La derecha republicana se resiste a darle la victoria a Mitt Romney
INTERNACIONAL
El conservador Santorum se impone en Colorado, Minnesota y Misuri
09 feb 2012 . Actualizado a las 07:00 h.«No estoy aquí para ser la alternativa conservadora a Romney. Estoy aquí para ser la alternativa conservadora a Barack Obama», decía Rick Santorum al celebrar su sorprendente victoria en las primarias del martes. Y es que el exsenador de Pensilvania ganó las tres, algo que no había adivinado ninguna encuesta publicada.
Las victorias en Colorado, Minnesota y Misuri no le dan un número significativo de delegados pero sí son un símbolo y, sobre todo, reflejan que el Partido Republicano sigue sin encontrar un político que aúne todas las sensibilidades ideológicas. Parecía, tras las victorias de Florida y Nevada, que Romney era ese líder. Pero el exgobernador de Massachusetts sigue sin atraer a los votantes más conservadores y eso que en la última semana había mostrado un talante mucho más a la derecha. Sin embargo, esa estrategia no le da resultado con las bases más próximas al Tea Party que, por otra parte y en muchos estados, suponen un enorme número de votos como se demostró el martes.
Lo que también han mostrado estas últimas primarias es que tampoco Newt Gingrich es, como pareció tras su victoria en Carolina del Sur, la alternativa conservadora a Romney. Santorum ha confirmado que las primarias deben contar con él.

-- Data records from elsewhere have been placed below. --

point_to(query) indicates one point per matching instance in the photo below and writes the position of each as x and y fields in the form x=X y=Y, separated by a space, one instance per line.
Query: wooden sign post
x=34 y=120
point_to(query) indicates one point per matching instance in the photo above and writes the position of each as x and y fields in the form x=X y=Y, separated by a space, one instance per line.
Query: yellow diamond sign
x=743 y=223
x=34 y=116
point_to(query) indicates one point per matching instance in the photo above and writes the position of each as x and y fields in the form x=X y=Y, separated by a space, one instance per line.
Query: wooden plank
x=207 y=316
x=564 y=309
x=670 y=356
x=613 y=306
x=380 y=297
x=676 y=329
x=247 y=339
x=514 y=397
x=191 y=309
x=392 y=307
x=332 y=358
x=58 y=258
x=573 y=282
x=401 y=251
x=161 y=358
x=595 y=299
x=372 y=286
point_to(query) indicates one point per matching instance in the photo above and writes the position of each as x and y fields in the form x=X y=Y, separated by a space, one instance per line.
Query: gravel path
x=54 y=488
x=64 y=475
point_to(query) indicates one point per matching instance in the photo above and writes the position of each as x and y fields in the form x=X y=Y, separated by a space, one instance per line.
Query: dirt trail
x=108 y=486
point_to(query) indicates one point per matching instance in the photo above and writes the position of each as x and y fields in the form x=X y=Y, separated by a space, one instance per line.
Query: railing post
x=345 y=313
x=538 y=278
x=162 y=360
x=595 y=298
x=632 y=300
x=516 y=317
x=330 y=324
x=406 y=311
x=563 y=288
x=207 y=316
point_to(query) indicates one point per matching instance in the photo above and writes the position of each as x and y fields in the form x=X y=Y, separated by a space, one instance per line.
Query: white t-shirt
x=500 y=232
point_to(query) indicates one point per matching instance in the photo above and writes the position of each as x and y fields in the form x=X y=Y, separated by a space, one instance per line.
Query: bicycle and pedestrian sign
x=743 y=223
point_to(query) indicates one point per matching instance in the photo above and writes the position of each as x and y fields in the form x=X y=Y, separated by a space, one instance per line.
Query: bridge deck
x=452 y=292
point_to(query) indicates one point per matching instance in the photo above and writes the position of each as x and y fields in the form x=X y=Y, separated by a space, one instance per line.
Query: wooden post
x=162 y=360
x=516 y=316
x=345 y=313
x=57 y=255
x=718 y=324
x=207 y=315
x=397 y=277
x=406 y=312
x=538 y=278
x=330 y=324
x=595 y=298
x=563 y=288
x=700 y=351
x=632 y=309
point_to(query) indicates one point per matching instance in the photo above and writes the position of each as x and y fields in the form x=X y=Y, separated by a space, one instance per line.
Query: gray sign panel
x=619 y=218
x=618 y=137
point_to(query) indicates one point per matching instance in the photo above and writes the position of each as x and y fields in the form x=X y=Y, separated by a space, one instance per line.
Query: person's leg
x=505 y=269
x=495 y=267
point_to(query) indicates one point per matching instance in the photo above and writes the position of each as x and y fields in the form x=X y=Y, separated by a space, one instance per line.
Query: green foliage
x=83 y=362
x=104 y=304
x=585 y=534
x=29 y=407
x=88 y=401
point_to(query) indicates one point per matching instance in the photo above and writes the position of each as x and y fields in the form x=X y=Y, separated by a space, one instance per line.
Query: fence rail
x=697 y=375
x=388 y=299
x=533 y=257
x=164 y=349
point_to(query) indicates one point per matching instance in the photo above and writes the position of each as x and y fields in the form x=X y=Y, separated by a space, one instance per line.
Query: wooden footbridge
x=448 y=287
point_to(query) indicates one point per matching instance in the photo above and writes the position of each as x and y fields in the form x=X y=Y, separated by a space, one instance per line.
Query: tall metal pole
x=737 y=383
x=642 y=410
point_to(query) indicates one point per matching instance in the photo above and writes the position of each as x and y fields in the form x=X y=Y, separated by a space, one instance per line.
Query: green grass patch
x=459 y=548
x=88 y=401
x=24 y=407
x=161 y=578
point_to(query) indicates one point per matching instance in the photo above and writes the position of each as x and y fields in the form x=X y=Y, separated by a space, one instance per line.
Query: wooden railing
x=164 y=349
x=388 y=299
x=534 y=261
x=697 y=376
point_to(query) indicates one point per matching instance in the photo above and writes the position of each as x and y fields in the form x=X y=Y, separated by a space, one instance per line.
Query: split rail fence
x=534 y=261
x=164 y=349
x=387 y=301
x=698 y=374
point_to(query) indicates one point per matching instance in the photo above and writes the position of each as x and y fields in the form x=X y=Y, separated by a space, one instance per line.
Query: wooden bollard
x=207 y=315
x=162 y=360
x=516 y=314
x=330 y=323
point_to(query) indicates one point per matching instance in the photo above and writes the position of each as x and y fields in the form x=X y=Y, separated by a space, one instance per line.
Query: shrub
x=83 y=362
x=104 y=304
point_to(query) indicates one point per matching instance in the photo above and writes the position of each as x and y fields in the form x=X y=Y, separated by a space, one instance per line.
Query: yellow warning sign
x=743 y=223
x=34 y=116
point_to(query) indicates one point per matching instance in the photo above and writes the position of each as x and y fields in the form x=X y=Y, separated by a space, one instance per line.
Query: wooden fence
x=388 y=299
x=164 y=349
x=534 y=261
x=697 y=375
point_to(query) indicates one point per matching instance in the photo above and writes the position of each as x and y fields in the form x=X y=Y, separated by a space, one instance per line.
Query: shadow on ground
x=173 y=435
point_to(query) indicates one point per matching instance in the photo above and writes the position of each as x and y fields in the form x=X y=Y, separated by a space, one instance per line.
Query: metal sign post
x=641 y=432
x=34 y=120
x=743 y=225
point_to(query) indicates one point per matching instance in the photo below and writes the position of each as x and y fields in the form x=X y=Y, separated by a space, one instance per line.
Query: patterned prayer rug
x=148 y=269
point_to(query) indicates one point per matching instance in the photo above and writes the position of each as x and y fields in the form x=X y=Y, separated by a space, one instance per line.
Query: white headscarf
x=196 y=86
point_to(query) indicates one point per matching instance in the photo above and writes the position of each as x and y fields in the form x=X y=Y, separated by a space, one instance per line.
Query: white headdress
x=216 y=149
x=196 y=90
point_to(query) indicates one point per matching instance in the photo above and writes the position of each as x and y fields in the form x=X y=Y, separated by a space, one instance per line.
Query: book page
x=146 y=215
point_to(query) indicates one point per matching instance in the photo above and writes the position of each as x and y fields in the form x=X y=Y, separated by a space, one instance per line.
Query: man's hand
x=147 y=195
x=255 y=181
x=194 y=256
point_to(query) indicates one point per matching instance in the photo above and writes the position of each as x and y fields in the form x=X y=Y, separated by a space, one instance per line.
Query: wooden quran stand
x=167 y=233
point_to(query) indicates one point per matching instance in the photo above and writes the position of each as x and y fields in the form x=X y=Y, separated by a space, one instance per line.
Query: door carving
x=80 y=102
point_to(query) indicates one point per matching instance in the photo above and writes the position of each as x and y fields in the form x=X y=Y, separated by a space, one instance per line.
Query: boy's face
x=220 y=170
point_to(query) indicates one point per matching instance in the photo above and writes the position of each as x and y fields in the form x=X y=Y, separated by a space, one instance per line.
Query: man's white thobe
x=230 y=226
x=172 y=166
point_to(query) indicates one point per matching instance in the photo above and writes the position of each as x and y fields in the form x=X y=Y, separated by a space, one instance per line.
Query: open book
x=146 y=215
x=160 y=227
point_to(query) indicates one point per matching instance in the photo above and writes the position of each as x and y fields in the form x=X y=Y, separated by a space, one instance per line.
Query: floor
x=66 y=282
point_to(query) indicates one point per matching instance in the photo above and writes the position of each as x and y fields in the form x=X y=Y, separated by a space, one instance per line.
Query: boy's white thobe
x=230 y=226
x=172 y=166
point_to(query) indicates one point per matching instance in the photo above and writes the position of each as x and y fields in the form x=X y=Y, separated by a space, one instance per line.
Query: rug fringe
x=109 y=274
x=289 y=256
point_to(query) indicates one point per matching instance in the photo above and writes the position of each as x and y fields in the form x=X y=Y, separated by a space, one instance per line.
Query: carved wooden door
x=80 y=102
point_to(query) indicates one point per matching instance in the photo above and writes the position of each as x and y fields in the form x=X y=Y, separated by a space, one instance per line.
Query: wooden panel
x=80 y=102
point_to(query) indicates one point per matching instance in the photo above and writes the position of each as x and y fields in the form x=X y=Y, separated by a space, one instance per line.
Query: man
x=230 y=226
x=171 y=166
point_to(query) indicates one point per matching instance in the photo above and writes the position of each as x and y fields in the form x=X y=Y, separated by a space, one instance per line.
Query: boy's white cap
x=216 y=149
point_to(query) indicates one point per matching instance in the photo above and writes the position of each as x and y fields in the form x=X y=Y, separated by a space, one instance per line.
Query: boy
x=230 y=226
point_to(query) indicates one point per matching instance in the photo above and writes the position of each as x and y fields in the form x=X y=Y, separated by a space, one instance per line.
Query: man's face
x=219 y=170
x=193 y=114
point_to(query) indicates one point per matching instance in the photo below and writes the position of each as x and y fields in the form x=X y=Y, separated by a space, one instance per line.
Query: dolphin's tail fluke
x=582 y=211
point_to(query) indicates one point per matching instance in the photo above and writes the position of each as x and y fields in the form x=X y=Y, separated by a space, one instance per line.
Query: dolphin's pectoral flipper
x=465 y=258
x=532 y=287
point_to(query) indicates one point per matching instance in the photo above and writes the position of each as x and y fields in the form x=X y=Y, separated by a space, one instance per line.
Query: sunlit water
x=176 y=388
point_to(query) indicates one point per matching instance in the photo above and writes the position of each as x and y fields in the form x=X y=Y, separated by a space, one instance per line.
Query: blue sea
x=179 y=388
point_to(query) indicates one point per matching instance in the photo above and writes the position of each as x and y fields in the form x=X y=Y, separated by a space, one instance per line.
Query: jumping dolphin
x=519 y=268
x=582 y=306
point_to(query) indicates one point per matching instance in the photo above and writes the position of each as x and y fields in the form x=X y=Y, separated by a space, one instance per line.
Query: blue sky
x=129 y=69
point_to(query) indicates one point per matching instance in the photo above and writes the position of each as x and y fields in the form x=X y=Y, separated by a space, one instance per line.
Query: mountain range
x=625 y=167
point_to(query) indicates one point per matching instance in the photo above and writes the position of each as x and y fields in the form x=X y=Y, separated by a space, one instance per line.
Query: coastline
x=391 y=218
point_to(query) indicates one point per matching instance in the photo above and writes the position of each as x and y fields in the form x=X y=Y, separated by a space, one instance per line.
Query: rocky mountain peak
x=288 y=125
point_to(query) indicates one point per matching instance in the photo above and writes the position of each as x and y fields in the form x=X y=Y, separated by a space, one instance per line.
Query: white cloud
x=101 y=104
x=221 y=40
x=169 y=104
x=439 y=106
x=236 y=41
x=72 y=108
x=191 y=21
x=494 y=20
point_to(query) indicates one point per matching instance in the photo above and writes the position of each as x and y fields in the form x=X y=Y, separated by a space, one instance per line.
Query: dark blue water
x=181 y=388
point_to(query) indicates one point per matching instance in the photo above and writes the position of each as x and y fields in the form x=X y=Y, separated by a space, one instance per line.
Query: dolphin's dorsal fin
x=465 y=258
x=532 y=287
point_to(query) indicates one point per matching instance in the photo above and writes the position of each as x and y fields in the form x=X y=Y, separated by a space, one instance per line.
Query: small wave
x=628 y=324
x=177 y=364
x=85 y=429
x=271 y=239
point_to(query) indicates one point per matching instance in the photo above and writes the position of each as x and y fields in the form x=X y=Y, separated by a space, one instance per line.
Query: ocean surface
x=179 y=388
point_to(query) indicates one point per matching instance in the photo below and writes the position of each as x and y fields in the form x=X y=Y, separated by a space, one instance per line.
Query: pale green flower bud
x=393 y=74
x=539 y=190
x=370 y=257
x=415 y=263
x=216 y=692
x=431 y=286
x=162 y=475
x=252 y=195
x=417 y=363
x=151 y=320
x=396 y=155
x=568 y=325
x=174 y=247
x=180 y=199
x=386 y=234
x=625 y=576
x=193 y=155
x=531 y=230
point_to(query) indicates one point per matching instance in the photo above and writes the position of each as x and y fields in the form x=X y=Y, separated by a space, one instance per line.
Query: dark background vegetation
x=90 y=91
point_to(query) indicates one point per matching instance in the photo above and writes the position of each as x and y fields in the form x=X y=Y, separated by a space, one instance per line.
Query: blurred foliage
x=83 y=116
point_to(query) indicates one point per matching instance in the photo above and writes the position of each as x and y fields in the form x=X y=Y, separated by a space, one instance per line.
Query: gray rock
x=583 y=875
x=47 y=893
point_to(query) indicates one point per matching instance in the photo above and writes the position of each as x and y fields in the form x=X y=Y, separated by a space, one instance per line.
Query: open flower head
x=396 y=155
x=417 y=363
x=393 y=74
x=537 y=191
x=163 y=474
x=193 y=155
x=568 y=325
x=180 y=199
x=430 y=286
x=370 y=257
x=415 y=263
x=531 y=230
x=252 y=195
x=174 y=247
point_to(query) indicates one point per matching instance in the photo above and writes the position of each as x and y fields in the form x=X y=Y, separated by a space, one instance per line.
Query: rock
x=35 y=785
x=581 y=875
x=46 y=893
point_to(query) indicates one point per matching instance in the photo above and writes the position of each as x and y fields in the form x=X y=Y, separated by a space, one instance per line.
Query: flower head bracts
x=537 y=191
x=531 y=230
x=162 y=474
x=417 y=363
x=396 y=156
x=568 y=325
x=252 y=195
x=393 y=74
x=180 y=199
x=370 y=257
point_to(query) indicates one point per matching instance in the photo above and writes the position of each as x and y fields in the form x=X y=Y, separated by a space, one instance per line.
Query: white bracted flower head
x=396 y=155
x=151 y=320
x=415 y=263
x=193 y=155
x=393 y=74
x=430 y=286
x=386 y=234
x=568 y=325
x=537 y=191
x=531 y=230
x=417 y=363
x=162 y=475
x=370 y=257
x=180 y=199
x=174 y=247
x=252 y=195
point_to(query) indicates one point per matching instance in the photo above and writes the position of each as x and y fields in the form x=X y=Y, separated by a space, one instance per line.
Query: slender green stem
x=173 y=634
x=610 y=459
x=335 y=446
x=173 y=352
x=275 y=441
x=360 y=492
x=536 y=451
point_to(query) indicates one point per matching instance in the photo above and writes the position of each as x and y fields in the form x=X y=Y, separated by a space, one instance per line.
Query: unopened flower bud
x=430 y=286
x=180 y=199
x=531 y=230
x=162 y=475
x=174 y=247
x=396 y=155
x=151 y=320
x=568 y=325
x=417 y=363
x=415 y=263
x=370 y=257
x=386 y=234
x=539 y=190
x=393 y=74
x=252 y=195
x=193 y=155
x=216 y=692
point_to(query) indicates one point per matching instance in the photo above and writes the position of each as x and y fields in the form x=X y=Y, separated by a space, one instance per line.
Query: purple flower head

Cuando los analistas estaban ya convencidos de que el supermartes, que en esta campaña es el 6 de marzo próximo, iba a definir perfectamente el tablero, el resurgimiento del exsenador hace suponer que la carrera llegará mucho más allá, probablemente hasta el verano. Mientras la adjudicación de delegados siga tan repartida, se tardará más en conseguir el número necesario para la nominación, 1.144. Por el momento Romney tiene 101; Santorum, 93; Gingrich, 32 y Paul, 9.
También existe la posibilidad de que este resurgir de Santorum no dure mucho. El sábado se celebran primarias en Maine, donde con toda seguridad ganará Romney, y a finales de febrero en Arizona y Míchigan. En ese último estado también se le presentan las cosas bien a Romney ya que está muy vinculado a él porque su padre fue allí gobernador.
De lo que no hay duda es que en los próximos días los votantes de estos estados y de los once que acudirán a las urnas el supermartes se van a ver bombardeados con anuncios emitidos por la campaña de Romney o por el super-PAC que le apoya. El objetivo de esos anuncios será desprestigiar a Santorum tal como ocurrió con Gingrich en Florida.
Por mucho dinero que recaude tras sus últimas tres victorias, Santorum no podrá competir contra eso. Le será imposible convertir su campaña, montada en torno al trabajo de voluntarios y con muy pocos fondos, en algo parecido a la potente maquinaria de Romney, que además cuenta con millones de dólares para respaldarlo.